Mythbuster: Baby Video Monitors
Are you looking for some advice?
Then have a baby.
Nothing solicits more words of wisdom than news that you’re having your first child. Parents, friends, even coffee shop busy bodies will offer their thoughts on the dos and don’ts of parenting.
My experience suggests that the most common advice involves the don’ts more often than the dos. If you do this, disaster is imminent.
Mind you, I’ve never understood how all my friends could speak to the causal effect of an action if they’d never made this same grievous error, but…I digress.
One of the “mistakes” my wife and I made, we were told, was purchasing a video monitor for our child. The logic was that we’d be glued to the screen with every sound, and we’d constantly see terrible sleeping positions that would prompt us to rescue our child from non-existent harms.
Now, with two-plus years of video monitoring under our belt, I couldn’t disagree more. I find myself on the opposite end of the argument – I believe these are an absolute must.
First of all, it gives parents the ability – should they so choose - to see and hear what’s going on in their child’s room at all times. That’s important. If you go with an audio monitor, you will hear things (and occasionally not hear things) that will require a closer look from even the most laissez faire of parents. You’ll inch ever-so-quietly to their room, gingerly open the door, and see all is still right in their world…
Except for the countless times that your clandestine operation was quickly scouted out by your child, and you’re starting bedtime all over again.
An added benefit is the ability to see your child do some very special things in their toddler years. While the early days are generally all about making sure a blanket isn’t pulled up too high or that your baby remains on its back, they’ll graduate to a point that they’ll wake up and do some very special things. Our son’s morning babbling routine often includes singing our Alma Mater’s fight song, and engaging in full-blown conversations with his stuffed animals. Those are special moments that our child isn’t going to do in our presence.

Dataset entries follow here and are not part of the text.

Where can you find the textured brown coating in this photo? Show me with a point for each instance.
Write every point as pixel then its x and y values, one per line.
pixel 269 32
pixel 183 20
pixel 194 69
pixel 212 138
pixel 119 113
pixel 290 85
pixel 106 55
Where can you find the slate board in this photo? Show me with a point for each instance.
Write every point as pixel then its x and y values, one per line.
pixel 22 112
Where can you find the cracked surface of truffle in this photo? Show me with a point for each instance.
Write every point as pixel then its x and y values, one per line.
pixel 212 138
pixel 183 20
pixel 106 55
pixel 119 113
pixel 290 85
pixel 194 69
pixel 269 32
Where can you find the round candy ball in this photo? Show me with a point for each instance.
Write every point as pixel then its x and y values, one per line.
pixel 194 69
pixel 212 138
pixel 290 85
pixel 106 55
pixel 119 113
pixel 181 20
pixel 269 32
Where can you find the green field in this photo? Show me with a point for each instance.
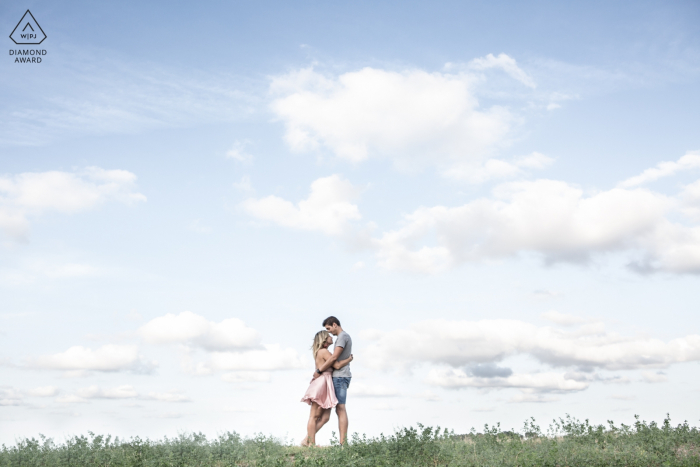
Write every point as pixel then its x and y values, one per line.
pixel 567 442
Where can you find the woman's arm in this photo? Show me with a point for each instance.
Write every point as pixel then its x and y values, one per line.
pixel 341 363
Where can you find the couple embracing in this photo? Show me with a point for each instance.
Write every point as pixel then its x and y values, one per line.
pixel 329 386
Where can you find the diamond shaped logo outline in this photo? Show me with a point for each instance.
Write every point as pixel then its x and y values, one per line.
pixel 25 27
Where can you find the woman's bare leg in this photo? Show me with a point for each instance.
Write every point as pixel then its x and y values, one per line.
pixel 311 426
pixel 323 419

If you do opt to follow this middle-aged man’s advice, a couple of additional suggestions:
First of all, strongly consider a high-end model. I can’t think of anything we utilize more than our monitor. Not only is it on throughout the night, but also during our son’s naps since his room is on the second floor and well outside of earshot. Depending on your child’s sleep pattern, that’s 12-14 hours/day that it’s in use, 365 days per year. These higher-end models also generally include night vision (a video monitor without it pretty well defeats the purpose) and an audio quality that will allow you to hear your child breath even if the camera is on the other side of your child’s room.
Secondly, if a part does go out on your monitor, don’t necessarily feel as if you need to buy a new unit. When the power cord went out on ours, we were able to buy a replacement cord from the manufacturer for $20 as opposed to spending another couple hundred dollars on a new monitor.